Durante la latitanza Cutolo strinse un forte legame anche Nicolino Selis detto "er Sardo", uno dei boss della Banda della Magliana, che divenne il suo luogotenente a Roma, in cambio di un canale preferenziale per la Banda per approvvigionarsi la cocaina da spacciare nella capitale.

Durante il sequestro Moro, Cutolo chiese a Selis di trovare dove fosse tenuto prigioniero il presidente della Democrazia Cristiana. Sia lo stesso Cutolo nel 2015, sia Maurizio Abbatino in audizione presso la Commissione Parlamentare Antimafia il 24 febbraio 2022[11], confermarono di aver comunicato l'esatta ubicazione del covo delle BR che avevano sequestrato Moro, ma l'informazione non venne inspiegabilmente utilizzata dai referenti della Democrazia Cristiana e dai servizi segreti.

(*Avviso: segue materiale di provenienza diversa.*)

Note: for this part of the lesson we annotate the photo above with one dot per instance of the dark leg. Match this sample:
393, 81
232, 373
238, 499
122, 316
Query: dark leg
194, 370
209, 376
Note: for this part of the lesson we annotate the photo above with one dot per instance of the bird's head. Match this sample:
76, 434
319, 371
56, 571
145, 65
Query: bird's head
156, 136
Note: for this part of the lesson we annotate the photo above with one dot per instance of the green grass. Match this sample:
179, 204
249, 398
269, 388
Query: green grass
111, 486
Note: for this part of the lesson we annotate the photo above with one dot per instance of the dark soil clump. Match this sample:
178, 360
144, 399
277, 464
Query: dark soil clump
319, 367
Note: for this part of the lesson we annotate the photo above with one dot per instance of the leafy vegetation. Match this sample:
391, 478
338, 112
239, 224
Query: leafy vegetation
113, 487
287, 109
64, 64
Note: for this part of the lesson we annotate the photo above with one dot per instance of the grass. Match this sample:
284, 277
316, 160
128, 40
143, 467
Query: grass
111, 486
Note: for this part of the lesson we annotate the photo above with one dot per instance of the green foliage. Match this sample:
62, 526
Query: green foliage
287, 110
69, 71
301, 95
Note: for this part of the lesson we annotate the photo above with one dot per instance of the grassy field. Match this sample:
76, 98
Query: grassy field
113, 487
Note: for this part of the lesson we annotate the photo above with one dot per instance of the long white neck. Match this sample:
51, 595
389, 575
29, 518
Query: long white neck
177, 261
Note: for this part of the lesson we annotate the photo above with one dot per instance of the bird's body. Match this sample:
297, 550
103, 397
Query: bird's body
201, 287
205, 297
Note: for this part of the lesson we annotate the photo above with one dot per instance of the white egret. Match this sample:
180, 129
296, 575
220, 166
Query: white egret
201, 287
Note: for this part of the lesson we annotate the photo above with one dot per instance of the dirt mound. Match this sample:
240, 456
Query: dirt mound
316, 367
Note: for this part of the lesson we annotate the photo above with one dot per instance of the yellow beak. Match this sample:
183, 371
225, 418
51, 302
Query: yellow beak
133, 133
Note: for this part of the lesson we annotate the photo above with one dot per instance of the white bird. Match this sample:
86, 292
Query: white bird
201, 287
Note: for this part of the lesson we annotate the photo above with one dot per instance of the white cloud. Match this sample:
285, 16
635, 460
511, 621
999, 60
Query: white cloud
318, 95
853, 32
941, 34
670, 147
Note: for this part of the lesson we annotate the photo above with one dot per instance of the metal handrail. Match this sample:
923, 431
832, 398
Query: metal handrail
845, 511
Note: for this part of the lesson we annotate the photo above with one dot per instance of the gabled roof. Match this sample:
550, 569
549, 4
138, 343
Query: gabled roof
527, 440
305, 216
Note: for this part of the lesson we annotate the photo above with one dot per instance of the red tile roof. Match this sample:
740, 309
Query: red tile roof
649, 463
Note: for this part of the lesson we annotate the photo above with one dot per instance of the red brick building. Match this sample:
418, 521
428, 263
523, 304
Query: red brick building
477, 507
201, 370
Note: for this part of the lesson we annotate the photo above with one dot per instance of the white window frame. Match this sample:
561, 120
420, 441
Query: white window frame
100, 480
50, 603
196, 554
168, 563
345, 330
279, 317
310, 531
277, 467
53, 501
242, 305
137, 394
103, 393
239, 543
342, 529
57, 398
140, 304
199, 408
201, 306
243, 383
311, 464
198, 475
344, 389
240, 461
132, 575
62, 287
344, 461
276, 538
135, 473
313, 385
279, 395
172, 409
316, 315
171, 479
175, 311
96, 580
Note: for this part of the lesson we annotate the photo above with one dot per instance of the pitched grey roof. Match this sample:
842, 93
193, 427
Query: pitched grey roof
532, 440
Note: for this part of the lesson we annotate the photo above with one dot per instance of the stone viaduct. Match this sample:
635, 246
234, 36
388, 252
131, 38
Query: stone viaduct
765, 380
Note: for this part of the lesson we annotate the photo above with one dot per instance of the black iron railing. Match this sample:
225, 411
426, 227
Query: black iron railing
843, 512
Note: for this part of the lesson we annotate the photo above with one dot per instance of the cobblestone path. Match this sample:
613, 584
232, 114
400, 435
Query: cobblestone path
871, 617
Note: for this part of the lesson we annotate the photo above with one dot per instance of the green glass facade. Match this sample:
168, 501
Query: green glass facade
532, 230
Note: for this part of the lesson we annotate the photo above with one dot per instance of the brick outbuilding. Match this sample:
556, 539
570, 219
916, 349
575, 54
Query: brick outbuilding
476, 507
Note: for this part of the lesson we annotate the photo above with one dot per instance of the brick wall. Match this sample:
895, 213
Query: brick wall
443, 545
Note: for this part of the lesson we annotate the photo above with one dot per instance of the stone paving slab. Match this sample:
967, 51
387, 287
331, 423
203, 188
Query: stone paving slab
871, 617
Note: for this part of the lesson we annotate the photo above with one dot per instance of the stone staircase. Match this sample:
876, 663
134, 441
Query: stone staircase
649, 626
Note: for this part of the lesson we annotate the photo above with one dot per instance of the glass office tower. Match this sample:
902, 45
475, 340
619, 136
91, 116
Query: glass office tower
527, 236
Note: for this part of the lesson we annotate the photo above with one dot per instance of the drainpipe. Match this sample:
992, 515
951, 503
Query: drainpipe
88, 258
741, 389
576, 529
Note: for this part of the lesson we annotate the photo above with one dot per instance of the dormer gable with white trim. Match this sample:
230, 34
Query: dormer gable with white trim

La nascita della Nuova Camorra Organizzata

Tornato in carcere a Poggioreale, a quel punto Cutolo inaugurò la propria strategia per diventare il capo indiscusso della camorra napoletana, con l'obiettivo di sganciarla dalla sudditanza verso Cosa Nostra attraverso l'eliminazione dei clan camorristici più importanti e assicurandosi un vasto consenso sociale tra gli strati più poveri della popolazione.

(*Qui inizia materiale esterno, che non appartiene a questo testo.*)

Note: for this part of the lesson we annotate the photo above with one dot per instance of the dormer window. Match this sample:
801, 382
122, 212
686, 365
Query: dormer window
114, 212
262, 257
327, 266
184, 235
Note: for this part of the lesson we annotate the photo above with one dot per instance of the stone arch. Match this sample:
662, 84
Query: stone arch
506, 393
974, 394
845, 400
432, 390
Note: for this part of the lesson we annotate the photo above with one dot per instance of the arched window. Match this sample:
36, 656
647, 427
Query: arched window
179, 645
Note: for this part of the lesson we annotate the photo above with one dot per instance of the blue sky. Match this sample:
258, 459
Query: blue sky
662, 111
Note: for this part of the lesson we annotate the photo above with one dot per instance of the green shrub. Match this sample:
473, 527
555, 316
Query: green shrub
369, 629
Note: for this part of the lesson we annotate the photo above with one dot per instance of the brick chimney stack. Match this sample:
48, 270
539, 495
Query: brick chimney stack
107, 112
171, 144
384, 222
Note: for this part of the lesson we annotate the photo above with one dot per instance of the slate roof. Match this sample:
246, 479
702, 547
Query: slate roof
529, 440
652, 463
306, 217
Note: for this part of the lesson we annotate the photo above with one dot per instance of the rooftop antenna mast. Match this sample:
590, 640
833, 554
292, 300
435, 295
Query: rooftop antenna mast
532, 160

Se nella seconda metà degli anni '70 “‘O Professore” era solo il capo di uno dei tanti gruppi criminali che operavano in Campania, nel giro di pochi anni diventò uno dei boss più potenti d'Italia, grazie all'intuizione di strutturare la NCO sul modello della camorra ottocentesca, con rituali di affiliazione, uno stipendio per gli affiliati, la protezione dentro e fuori dal carcere. In questo modo Cutolo rivendicava per sé soltanto una continuità ed una legittimità su tutto il crimine organizzato campano. Alle masse sterminate dei giovani sottoproletari urbani napoletani Cutolo offriva un'opportunità di riscatto, sostenendo economicamente i detenuti più poveri e mantenendo le loro famiglie.

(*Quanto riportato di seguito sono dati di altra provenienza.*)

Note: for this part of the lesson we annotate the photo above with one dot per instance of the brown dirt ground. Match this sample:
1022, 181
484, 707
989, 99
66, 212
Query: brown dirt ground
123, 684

In questo modo il legame tra il boss e gli affiliati divenne fortissimo e la fedeltà assoluta. Nel 1980 l'organizzazione arrivò a contare ben 7mila affiliati[12]. Le estorsioni venivano eseguite porta a porta, in maniera capillare. Su ogni cassa di sigarette che sbarcava in Campania, Cutolo impose una tassa di 20mila lire[13], anche su quelle lavorate dagli altri clan per conto dei siciliani di Cosa Nostra. La circostanza venne confermata da Pasquale Galasso, collaboratore di giustizia affiliato alla Nuova Famiglia:

«Quando si sapeva che Nuvoletta o Zaza erano mafiosi, erano collegati a Cosa Nostra, nessuno si permetteva di dargli fastidio o di aggredirli, finché non venne fuori Cutolo... Nel 1978-79 evade Cutolo e comincia a creare un marasma a Napoli; incomincia ad imporre finanche a queste famiglie legate ai mafiosi le tangenti sui loro traffici illeciti...»[14].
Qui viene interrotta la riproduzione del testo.